Recently, we recently received an email (with the above photo) from a concerned mother about a huge Jose Cuervo ad on the side of a building in Seattle, right across the street from her son’s middle school. (The industry’s voluntary, self-regulation guidelines say that such ads much be at least 500 feet from a school, so this was a clear violation.)
I quickly forwarded the message to Lynne Omlie of DISCUS and copied Janet Evans, the attorney at the Federal Trade Commission who oversees alcohol advertising.
The good news is that the ad came down the very next day. According to this letter of apology, the ad placement was the result of an “oversight” by the billboard company, which, although it had conducted a survey of the area, somehow missed this middle school. OK, mistakes happen, problem solved.
But it didn’t stop there.
Instead of just taking care of the matter and apologizing for the blatant error, Lynne Omlie went out of her way to tell us that this complaint would be recorded as part of the official process, despite my requests that she not do so.
Why does this matter? Because now DISCUS gets to celebrate this incident as a wonderful “victory” of how well the complaint process is working. We complained, they took swift action, and so this must mean the system works, right? Wrong.

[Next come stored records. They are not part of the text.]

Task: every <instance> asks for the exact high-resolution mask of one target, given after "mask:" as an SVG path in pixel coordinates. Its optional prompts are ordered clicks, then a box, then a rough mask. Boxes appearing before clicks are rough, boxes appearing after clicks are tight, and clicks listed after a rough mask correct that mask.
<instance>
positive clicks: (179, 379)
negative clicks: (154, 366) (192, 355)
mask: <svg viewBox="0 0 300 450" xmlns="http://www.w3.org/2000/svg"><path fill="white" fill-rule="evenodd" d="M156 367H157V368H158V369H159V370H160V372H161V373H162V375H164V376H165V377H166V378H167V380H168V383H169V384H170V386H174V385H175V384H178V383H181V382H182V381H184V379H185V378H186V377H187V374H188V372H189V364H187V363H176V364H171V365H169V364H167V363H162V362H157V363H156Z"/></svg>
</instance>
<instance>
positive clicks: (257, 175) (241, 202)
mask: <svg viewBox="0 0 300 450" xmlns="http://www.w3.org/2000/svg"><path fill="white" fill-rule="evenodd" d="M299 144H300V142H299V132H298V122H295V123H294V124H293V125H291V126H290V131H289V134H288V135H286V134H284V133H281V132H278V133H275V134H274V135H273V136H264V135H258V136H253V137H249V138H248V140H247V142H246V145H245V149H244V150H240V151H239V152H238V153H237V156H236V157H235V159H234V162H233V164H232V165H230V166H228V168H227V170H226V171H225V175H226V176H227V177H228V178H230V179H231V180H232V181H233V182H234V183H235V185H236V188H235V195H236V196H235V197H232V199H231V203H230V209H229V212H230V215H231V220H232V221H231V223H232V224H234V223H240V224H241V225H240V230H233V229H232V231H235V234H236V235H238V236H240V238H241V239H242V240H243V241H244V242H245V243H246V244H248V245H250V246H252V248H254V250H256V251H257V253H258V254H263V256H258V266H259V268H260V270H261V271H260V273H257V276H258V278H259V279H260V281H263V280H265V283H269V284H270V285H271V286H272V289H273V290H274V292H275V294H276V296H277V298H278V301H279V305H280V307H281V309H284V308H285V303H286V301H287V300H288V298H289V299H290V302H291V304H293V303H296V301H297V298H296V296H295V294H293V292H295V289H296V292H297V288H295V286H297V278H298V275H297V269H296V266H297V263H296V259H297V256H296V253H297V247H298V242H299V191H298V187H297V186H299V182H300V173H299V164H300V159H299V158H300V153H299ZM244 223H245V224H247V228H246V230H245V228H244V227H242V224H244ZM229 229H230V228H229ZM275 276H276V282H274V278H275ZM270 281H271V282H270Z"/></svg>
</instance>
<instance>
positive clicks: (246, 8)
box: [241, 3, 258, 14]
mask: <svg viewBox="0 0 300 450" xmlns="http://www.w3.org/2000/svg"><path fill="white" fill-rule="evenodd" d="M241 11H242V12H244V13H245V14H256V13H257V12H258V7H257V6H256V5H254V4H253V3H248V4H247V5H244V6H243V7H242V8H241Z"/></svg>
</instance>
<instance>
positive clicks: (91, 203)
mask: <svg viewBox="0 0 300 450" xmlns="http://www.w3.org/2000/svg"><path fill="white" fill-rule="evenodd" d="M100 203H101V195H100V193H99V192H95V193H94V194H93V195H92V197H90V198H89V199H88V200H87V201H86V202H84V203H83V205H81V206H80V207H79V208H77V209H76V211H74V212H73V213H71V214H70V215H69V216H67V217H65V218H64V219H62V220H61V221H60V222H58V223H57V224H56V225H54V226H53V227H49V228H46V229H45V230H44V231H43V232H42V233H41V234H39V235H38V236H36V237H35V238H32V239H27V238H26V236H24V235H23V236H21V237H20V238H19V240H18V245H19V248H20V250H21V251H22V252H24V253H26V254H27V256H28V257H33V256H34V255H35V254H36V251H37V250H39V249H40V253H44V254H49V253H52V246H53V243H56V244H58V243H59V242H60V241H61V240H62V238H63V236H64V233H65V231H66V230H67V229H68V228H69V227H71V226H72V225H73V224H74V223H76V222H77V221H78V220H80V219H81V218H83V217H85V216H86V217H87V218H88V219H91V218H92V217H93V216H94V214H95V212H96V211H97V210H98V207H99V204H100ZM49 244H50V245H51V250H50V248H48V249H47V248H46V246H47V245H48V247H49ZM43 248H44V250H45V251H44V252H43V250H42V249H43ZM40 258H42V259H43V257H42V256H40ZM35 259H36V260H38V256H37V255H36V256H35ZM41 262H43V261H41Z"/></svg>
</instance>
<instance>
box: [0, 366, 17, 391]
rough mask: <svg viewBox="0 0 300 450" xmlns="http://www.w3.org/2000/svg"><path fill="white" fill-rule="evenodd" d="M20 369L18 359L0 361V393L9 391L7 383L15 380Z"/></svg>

How long was the ad up? Who knows? How many other ads are out there also in violation of the 500 foot rule, all over the nation? Who knows? No one studies this in any regular or scientific manner, and yet, DISCUS gets to claim the system works. Here is what Lynne Omlie told our constituent who brought her complaint to us, not them:
Your complaint will be part of the Code’s next Semi-Annual Report and posted on the DISCUS website within the next few days. Your proactive action to address this advertisement will be highlighted in the placement tutorials at our October 18th-19th “Best Practices” Media Summit, attended by industry members from all sectors—DISCUS member distillers, non-member distillers, brewers and vintners, as well as their respective media placement companies and advertising agencies.
Translation? DISCUS will be using this unfortunate incident to celebrate how great their voluntary system is working. Indeed, it will become a case-study of success! They may even give themselves an award for “best practices,” they are so proud of themselves!

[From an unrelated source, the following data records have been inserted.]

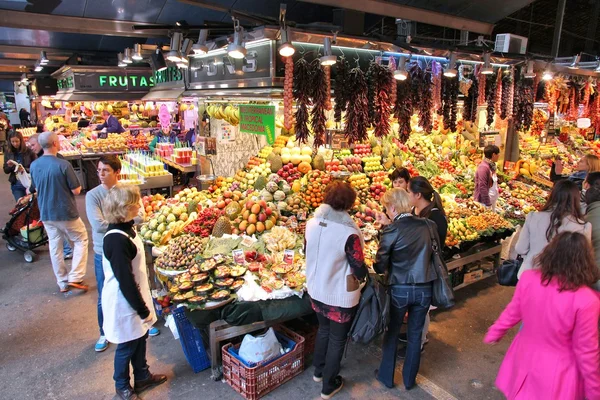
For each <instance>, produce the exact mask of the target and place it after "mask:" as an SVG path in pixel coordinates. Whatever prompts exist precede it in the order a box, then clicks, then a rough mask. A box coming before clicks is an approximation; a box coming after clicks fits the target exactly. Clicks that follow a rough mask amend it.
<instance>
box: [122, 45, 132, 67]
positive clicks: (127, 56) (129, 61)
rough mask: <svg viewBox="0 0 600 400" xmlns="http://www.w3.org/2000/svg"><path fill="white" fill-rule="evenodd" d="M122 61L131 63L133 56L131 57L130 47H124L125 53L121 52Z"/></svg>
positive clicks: (130, 49)
mask: <svg viewBox="0 0 600 400" xmlns="http://www.w3.org/2000/svg"><path fill="white" fill-rule="evenodd" d="M123 62H124V63H125V64H131V63H133V58H131V49H130V48H127V49H125V54H123Z"/></svg>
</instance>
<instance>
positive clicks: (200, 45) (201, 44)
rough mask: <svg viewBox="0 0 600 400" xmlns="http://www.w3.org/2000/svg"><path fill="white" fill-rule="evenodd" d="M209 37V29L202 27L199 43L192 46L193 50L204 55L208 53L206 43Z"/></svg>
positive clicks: (200, 33) (194, 52) (194, 44)
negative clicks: (208, 29) (208, 31)
mask: <svg viewBox="0 0 600 400" xmlns="http://www.w3.org/2000/svg"><path fill="white" fill-rule="evenodd" d="M207 39H208V30H207V29H201V30H200V35H199V36H198V43H196V44H194V45H193V46H192V51H193V52H194V54H196V55H202V54H206V53H208V46H207V45H206V40H207Z"/></svg>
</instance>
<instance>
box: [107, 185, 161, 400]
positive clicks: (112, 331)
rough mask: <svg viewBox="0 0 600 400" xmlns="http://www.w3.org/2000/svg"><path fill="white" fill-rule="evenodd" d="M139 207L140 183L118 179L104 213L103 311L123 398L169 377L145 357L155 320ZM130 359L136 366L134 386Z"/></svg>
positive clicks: (117, 382)
mask: <svg viewBox="0 0 600 400" xmlns="http://www.w3.org/2000/svg"><path fill="white" fill-rule="evenodd" d="M139 208H140V191H139V189H138V188H137V187H136V186H131V185H121V184H117V185H116V186H114V187H113V188H112V189H111V190H110V191H109V192H108V195H107V196H106V199H105V200H104V203H103V210H102V211H103V214H104V218H105V219H106V221H107V222H108V223H109V225H108V230H107V232H106V234H105V235H104V242H103V255H102V267H103V270H104V277H105V278H104V288H103V289H102V313H103V315H104V324H103V329H104V334H105V336H106V339H107V340H108V341H109V342H111V343H116V344H118V346H117V350H116V351H115V364H114V367H115V372H114V376H113V378H114V380H115V387H116V392H117V395H118V397H119V398H120V399H123V400H135V399H139V397H138V396H137V393H140V392H141V391H143V390H145V389H148V388H150V387H152V386H156V385H159V384H161V383H164V382H165V381H166V380H167V377H166V376H165V375H153V374H151V373H150V371H149V369H148V364H147V363H146V339H147V338H148V330H149V329H150V328H151V327H152V324H154V323H155V322H156V314H155V312H154V306H153V304H152V297H151V294H150V287H149V284H148V273H147V271H146V260H145V254H144V245H143V243H142V239H141V237H140V235H138V234H136V232H135V230H134V227H133V219H134V218H135V217H136V216H137V215H138V212H139ZM129 364H131V365H132V367H133V374H134V381H135V384H134V387H133V388H132V387H131V381H130V376H129Z"/></svg>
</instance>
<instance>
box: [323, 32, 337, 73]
mask: <svg viewBox="0 0 600 400" xmlns="http://www.w3.org/2000/svg"><path fill="white" fill-rule="evenodd" d="M319 60H321V65H324V66H328V65H329V66H331V65H334V64H335V63H336V62H337V56H334V55H333V52H332V51H331V39H330V38H328V37H326V38H325V39H323V56H322V57H321V58H320V59H319Z"/></svg>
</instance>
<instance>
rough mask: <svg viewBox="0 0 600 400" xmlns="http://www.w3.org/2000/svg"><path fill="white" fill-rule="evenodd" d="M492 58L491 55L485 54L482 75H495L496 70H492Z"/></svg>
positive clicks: (485, 53) (492, 69)
mask: <svg viewBox="0 0 600 400" xmlns="http://www.w3.org/2000/svg"><path fill="white" fill-rule="evenodd" d="M491 56H492V55H491V54H490V53H484V54H483V67H482V68H481V74H482V75H492V74H493V73H494V68H492V63H491V61H490V59H491Z"/></svg>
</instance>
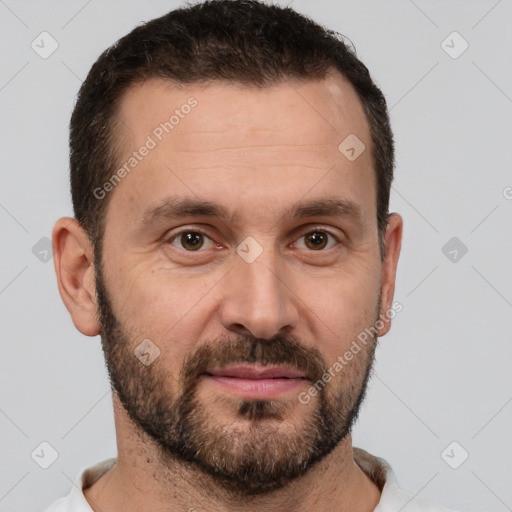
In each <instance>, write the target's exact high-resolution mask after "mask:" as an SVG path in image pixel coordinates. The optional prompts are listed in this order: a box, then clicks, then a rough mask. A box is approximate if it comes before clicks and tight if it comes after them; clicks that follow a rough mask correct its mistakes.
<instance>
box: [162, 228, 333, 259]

Here’s what I told Lynne Omlie in response via email:
Thank you Lynne, for your prompt attention to this matter. It is great to have such a swift resolution. However, I do need to reiterate my prior request to not turn this unfortunate situation to DISCUS’ advantage by publishing the complaint as a “victory” in your report.
All this does is further Marin Institute’s position that those reports are a complete charade. How can the self-regulatory system be viewed as a success when the only cases you report on are complaints like these? It is the exception, rather than the rule, to have people [like this woman] take the time and energy to contact us. Most people don’t know that’s even an option. She obviously had no idea how to complain to DISCUS or she would have done so directly.

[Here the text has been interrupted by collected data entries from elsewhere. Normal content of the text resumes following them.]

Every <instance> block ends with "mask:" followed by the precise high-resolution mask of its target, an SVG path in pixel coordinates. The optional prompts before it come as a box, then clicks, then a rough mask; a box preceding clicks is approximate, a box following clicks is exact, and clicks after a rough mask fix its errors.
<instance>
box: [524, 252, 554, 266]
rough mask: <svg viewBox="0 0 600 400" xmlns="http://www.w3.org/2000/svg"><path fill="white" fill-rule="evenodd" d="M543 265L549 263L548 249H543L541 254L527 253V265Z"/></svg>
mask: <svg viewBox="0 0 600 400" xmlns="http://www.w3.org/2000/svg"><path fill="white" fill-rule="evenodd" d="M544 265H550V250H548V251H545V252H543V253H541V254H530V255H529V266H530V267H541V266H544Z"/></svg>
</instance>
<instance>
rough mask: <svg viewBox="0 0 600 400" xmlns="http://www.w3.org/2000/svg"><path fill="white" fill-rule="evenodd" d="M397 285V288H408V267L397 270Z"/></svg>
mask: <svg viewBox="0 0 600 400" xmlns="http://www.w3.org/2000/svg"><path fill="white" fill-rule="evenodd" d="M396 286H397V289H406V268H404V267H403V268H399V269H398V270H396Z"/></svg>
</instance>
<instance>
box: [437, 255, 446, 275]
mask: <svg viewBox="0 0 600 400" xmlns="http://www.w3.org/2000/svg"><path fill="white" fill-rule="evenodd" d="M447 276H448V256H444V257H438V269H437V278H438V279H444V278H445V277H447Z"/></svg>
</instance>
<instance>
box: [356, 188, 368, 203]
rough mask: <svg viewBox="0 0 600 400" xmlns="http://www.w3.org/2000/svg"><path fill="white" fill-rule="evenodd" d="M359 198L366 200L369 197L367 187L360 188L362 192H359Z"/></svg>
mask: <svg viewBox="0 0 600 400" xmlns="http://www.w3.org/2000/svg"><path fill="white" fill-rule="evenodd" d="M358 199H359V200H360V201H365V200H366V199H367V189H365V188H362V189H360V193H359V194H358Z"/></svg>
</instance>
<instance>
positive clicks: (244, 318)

Hardly an example of “Best Practices,” this complaint just raises the question, how many other ads are in violation that we will never even know about? Unless and until we have an independent, scientifically-sound monitoring system in place, we will never know the answer to that question. Thanks again for your speedy action. Now let’s just leave it at that.
But industry just can’t because they need to perpetuate the charade of self-regulation. Whether the issue is alcohol advertising or junk food marketing to kids, voluntary self-regulation is a failed system that only serves to further industry’s PR goals. Judging by this experience, it’s working like a charm.
(A version of this post appeared originally on Marin Institute’s website.)